‘Ik stel me aan. Er is niks. Ik heb het heel lang gedacht.’
In het afgelopen jaar zijn haar baarmoeder, eileiders en baarmoedermond verwijderd. Vorige week was ze nog in het ziekenhuis op de spoedeisende hulp. ‘Ik had hele heftige pijnen, tegen het flauwvallen aan.’ Ze weet niet wat er aan de hand is. Misschien littekenweefsel dat opspeelt.
(On)begrip
Als jong meisje van 11 jaar oud had ze al lange menstruaties en veel buikpijn. Tijdens haar tienertijd en ook daarna vertelde ze vaak maar niet dat ze buikpijn had. ‘Ik ging altijd stug door. Ik wilde niet de spelbreker zijn. Ik wilde niet als het zielige poppetje gezien worden, absoluut niet.’ In haar naaste omgeving is er altijd begrip geweest. Toch zoekt ze nog steeds naar bevestiging. ‘Ik was echt ziek he?’
Diagnose
Ze stelde de hulpvraag aan haar huisarts en experimenteerde met de pil. Helaas zonder goed resultaat. Ze zegt: ‘in die jaren werd ik van het kastje naar de muur gestuurd. Ik heb het toen geaccepteerd. Ik moest er maar mee leven.’ Nu zegt ze tegen haar jongere zelf: ‘steek niet je kop in het zand. Ik had me niet moeten laten afschepen. Ik had meer open moeten zijn.’
Helaas waren er meerdere operaties nodig voordat de diagnose werd gesteld. Er was in eerste instantie niks te zien op een MRI en ook tijdens de eerste operatie werd er niks gevonden. Pas vijf jaar later ging ze opnieuw onder het mes en de diagnose volgde. ‘Ik heb heel lang aan mezelf getwijfeld terwijl dat niet nodig was. Er viel een last van mijn schouders. Natuurlijk wil je het niet maar toch was ik blij.’
Hormoongebruik
In de lange voorbereiding op de operaties heeft ze hormonen gebruikt. Lichamelijk werkte dat goed maar helaas is er botontkalking ontstaan. Mentaal was het een hel. ‘Ik leek wel bipolair. Ik herkende mezelf niet meer. Ik ben heel positief en open minded. Wat hormonen met je doen wordt zo onderschat. Je kunt er zo donker van worden in je hoofd. Ik ben ervan geschrokken. Ik had een doodswens. Geloof mij dat zou normaal nooit in mij opkomen.’
Ook vind ze dat door lange wachttijden het medicatiegebruik te lang aanhoudt. Ze zegt: ‘met zo’n vracht aan medicatie toch activiteiten ondernemen, dat gaat niet samen. De kans op een verslaving is aanwezig. En dan?’
Wat wil je zeggen tegen een (vroege) lotgenoot?

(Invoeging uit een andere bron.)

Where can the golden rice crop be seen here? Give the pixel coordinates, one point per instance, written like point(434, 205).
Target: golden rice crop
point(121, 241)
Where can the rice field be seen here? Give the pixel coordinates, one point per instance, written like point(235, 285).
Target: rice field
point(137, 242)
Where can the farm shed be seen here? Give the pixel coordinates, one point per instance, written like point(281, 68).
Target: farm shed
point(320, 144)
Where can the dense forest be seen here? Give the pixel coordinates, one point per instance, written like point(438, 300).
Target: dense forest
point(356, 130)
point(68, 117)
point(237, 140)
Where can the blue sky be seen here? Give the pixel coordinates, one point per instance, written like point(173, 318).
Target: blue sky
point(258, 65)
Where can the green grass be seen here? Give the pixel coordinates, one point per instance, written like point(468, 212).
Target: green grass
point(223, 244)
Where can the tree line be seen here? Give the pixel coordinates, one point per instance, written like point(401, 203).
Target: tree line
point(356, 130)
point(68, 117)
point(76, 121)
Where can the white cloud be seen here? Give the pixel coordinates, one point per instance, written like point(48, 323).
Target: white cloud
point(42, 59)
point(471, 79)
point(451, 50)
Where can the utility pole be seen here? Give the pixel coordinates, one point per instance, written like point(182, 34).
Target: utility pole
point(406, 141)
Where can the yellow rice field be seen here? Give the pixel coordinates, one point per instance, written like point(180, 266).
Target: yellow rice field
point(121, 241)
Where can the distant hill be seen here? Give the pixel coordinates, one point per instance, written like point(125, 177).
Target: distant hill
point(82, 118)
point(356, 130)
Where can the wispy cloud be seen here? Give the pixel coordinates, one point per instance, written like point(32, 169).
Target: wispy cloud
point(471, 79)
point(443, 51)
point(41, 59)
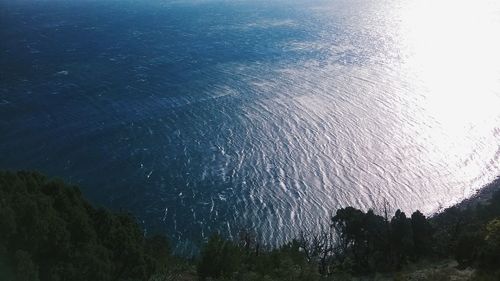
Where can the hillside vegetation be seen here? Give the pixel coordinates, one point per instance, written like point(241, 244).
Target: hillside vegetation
point(48, 231)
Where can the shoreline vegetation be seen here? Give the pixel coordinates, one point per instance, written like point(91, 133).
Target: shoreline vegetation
point(48, 231)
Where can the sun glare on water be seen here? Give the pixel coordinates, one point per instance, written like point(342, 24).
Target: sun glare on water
point(452, 51)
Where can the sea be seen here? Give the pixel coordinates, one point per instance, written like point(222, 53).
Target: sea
point(217, 116)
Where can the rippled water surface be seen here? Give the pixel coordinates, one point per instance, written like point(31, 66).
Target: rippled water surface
point(211, 115)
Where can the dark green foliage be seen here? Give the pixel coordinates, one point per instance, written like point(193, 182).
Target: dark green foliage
point(422, 235)
point(219, 258)
point(49, 232)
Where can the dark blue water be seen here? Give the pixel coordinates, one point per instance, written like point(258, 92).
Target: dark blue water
point(215, 115)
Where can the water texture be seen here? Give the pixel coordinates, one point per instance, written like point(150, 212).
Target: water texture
point(203, 116)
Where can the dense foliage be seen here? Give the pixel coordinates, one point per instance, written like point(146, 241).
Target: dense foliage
point(49, 232)
point(364, 243)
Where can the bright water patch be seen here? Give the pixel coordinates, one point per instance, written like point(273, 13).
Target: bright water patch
point(200, 116)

‘Laat je goed voorlichten. Laat je niet gek maken door alles wat je op het internet vindt. Je kunt jezelf verliezen in alle vreselijke verhalen die rondgaan. Zoek een goede specialist. Als je een specialist spreekt dan helpt het om een dagboek erbij te houden waarin je alles hebt genoteerd.’
Waar zie jij kansen voor verbetering? Waar ben jij mee geholpen?

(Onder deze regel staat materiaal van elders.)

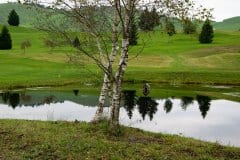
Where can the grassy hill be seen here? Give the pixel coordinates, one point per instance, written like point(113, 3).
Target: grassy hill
point(28, 13)
point(181, 60)
point(175, 60)
point(231, 24)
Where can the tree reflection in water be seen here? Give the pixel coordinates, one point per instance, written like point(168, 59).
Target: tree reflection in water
point(129, 101)
point(204, 103)
point(168, 105)
point(12, 99)
point(186, 101)
point(146, 105)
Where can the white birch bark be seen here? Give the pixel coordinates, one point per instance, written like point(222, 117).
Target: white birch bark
point(107, 85)
point(117, 84)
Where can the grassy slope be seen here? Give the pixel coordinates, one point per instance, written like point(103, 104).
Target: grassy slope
point(182, 60)
point(64, 140)
point(231, 24)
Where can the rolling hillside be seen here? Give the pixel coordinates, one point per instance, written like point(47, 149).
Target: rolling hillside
point(231, 24)
point(27, 17)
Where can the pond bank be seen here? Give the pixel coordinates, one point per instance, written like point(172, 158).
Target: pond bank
point(79, 140)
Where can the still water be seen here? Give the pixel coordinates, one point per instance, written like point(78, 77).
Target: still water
point(199, 117)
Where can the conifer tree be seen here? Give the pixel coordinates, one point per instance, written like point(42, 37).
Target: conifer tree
point(76, 42)
point(170, 28)
point(189, 27)
point(145, 20)
point(13, 18)
point(207, 34)
point(5, 39)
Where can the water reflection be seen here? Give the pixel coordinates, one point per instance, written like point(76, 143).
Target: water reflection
point(204, 103)
point(75, 92)
point(146, 105)
point(186, 115)
point(129, 101)
point(12, 99)
point(168, 105)
point(186, 101)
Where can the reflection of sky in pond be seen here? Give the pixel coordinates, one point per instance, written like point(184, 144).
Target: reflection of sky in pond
point(220, 124)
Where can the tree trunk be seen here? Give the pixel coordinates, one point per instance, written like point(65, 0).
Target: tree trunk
point(118, 78)
point(117, 84)
point(107, 84)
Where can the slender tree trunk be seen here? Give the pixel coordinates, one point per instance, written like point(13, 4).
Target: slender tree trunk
point(117, 84)
point(106, 89)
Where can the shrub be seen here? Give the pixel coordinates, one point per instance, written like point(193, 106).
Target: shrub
point(13, 18)
point(25, 44)
point(207, 34)
point(189, 27)
point(5, 39)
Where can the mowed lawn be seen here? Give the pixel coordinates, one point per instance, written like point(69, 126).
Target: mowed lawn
point(174, 60)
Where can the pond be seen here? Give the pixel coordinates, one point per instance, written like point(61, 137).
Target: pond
point(199, 116)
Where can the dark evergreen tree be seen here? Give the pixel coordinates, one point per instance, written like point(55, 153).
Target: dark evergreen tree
point(145, 21)
point(207, 34)
point(133, 36)
point(5, 39)
point(155, 17)
point(170, 28)
point(13, 18)
point(76, 42)
point(189, 27)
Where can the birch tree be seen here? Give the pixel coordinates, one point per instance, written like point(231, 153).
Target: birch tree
point(103, 28)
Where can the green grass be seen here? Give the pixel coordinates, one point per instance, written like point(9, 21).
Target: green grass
point(231, 24)
point(66, 140)
point(182, 59)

‘Meer aandacht voor voeding. Bied een zorgpakket aan met dieet adviezen en nazorg. Dat is heel belangrijk. Nu ligt het bij mezelf. Ik moet zelf het initiatief nemen. Er mag meer begeleiding komen.’

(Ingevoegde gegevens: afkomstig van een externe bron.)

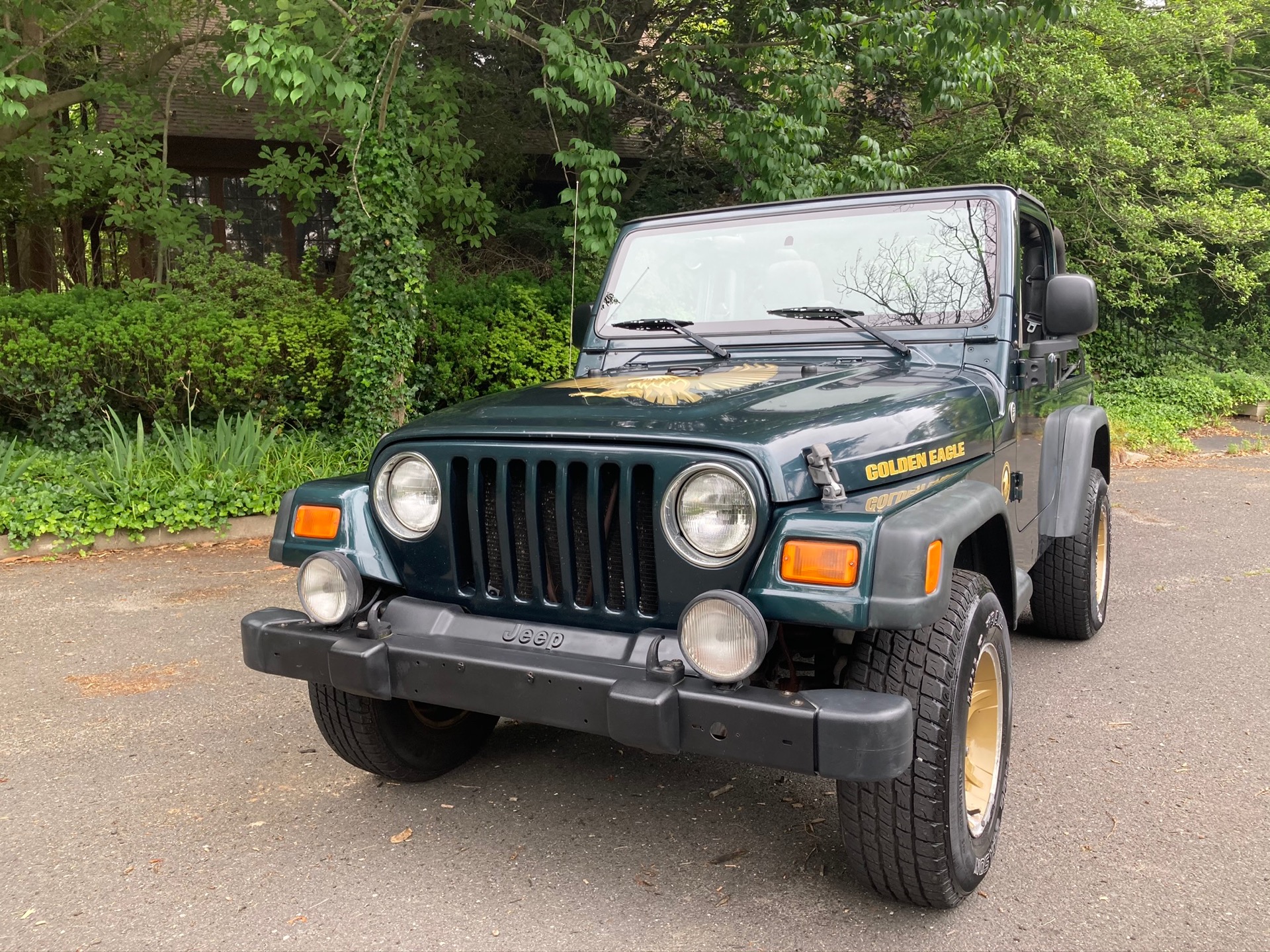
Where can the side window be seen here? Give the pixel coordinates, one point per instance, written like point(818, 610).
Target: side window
point(1034, 270)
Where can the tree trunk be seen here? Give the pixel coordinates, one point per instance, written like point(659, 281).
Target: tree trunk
point(140, 253)
point(95, 243)
point(73, 248)
point(11, 253)
point(36, 238)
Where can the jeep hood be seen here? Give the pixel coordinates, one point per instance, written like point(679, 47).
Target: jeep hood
point(883, 420)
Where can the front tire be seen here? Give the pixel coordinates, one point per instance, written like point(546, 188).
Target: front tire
point(398, 739)
point(1071, 579)
point(929, 836)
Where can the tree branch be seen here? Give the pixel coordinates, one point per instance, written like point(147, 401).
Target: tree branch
point(56, 36)
point(54, 102)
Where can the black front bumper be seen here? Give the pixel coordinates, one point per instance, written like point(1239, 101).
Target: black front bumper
point(587, 681)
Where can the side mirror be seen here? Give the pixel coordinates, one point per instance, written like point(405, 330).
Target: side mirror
point(582, 317)
point(1071, 305)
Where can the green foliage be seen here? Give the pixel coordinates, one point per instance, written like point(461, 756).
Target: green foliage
point(1244, 387)
point(132, 484)
point(1143, 128)
point(487, 335)
point(13, 465)
point(228, 337)
point(1158, 412)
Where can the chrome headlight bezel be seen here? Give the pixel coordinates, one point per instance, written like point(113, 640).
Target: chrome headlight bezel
point(673, 528)
point(381, 494)
point(752, 619)
point(346, 574)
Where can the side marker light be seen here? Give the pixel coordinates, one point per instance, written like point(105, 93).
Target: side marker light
point(821, 563)
point(317, 522)
point(934, 565)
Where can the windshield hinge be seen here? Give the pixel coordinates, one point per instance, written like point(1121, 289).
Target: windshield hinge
point(820, 465)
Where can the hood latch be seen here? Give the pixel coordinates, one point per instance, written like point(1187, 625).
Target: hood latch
point(820, 465)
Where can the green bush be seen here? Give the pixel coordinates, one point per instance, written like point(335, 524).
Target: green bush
point(232, 337)
point(1244, 387)
point(179, 477)
point(484, 335)
point(226, 337)
point(1158, 412)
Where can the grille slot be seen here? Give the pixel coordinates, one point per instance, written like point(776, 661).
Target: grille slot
point(646, 555)
point(549, 531)
point(520, 530)
point(491, 555)
point(570, 536)
point(611, 534)
point(579, 534)
point(461, 536)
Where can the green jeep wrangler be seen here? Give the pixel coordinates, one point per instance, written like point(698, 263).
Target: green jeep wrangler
point(817, 460)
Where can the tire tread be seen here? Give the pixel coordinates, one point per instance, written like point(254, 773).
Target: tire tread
point(894, 830)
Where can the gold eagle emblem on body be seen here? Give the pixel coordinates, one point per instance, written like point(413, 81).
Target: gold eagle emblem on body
point(671, 389)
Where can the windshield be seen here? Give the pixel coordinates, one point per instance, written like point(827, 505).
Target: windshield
point(905, 264)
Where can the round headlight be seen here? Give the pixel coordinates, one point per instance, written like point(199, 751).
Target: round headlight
point(331, 588)
point(723, 636)
point(408, 495)
point(713, 512)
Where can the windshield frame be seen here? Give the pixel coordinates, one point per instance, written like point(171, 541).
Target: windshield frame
point(828, 208)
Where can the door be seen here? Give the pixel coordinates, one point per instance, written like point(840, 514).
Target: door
point(1037, 386)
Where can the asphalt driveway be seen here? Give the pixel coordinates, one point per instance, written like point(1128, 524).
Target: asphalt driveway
point(157, 793)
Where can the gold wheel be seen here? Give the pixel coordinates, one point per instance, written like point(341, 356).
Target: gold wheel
point(1101, 563)
point(984, 742)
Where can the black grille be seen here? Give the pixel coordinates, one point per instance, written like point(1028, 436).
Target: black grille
point(646, 557)
point(574, 536)
point(493, 557)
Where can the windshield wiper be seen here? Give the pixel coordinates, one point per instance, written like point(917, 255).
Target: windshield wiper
point(680, 328)
point(843, 317)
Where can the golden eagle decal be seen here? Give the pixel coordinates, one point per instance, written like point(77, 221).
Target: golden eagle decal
point(669, 389)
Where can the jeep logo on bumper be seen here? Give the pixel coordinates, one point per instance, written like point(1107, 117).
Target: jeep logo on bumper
point(535, 636)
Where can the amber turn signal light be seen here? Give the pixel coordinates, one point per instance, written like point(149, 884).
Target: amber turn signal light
point(317, 522)
point(934, 565)
point(821, 563)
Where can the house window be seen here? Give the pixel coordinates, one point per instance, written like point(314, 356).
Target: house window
point(253, 225)
point(316, 233)
point(197, 190)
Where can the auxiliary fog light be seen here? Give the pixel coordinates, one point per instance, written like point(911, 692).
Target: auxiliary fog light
point(331, 588)
point(723, 636)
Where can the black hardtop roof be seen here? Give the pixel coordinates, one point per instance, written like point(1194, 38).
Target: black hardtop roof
point(839, 200)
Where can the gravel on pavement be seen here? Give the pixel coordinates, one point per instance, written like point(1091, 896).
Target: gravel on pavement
point(154, 793)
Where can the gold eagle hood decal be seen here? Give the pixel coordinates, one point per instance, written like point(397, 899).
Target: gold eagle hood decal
point(669, 389)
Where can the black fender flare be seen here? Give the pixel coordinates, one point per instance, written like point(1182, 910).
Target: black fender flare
point(898, 598)
point(1076, 438)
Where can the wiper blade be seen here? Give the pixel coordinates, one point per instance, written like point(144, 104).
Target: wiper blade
point(680, 328)
point(843, 317)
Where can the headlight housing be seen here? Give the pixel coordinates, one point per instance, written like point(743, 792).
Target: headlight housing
point(709, 514)
point(723, 636)
point(408, 496)
point(331, 588)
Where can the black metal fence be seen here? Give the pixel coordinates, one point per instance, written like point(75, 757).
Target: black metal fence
point(1128, 347)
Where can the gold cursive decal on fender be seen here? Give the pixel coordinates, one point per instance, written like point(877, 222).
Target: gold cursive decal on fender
point(669, 389)
point(915, 461)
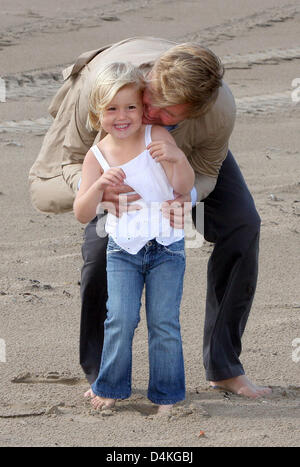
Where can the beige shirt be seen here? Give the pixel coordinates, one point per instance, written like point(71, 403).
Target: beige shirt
point(204, 140)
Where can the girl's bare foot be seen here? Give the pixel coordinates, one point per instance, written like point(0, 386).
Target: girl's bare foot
point(164, 409)
point(100, 403)
point(242, 386)
point(90, 394)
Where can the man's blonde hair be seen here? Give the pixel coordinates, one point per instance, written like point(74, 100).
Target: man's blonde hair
point(108, 83)
point(187, 74)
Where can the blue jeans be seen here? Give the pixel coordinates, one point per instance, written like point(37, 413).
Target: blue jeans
point(161, 269)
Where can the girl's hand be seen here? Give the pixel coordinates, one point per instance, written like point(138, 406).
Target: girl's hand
point(165, 151)
point(112, 177)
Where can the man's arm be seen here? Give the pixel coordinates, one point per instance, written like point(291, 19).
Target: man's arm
point(78, 138)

Hoe kijk je naar de toekomst?
‘Het is en blijft een onvoorspelbare chronische ziekte. Ik wil gezond leven. Ik let op mijn voeding en ik draai geen nachtdiensten meer bijvoorbeeld. Ik blijf positief! Je wilt het beste voor je lichaam. Deze gedachte is door de jaren heen steeds sterker geworden.’